Upton’s libretto spoofed everything and everyone in the observatory. Since his stint there had overlapped Williamina Fleming’s clerkship prior to her son’s birth, he made sure to cite “our Scotch maid,” who “has unfortunately returned to her native land.”
An early scene finds young Upton, who lived in a garret off the stairway to the Great Refractor, ruing the noisy activities that wake him in his off-hours. Arthur Searle hears him out and suggests he find a room off-site. Upton vows, “I shall when my salary is large enough,” to which Searle retorts, “I guess you’ll die of old age in that room if you wait for a large salary before giving it up.”
For all that had changed at the observatory since Upton’s day, the wages of astronomy remained an evergreen theme.

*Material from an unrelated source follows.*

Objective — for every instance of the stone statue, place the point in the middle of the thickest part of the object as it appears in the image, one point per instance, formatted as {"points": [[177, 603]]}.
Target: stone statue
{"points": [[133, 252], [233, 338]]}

The point was driven further home in the lyrics: “An astronomer is a sorry soul, / As free as a caged bird; / His sympathetic ear should be always quick to hear / The directorial word. / He must open the dome and turn the wheel, / And watch the stars with untiring zeal, / He must toil at night though cold it be, / And he never should expect a decent salaree.”
The current crew enjoyed reviving all the ghosts of New Years’ past, especially the gentlemanly Pickering, whose strongest oath when provoked to anger in the drama is, “Oh Polaris!”
At an encore performance on Monday, January 13, for the monthly meeting of the Bond Astronomical Club, half again as many guests squeezed into the director’s residence. “After that night,” Shapley pledged with mock solemnity, “we resume our sober and methodical attempts to maintain the scientific standing of the Observatory.”
Foreigners now looked on Harvard as “the meeting place of the astronomers of the world.” They deemed its multinational character unusual, even in the decidedly international science of astronomy. Shapley was happy to receive Svein Rosseland from Norway in 1930, and Ernst Öpik from Estonia, even though, as he half-joked to George Agassiz, it was difficult “finding places for our present staff and scientific visitors to sit down.” The workforce had about trebled in size over the course of his directorship.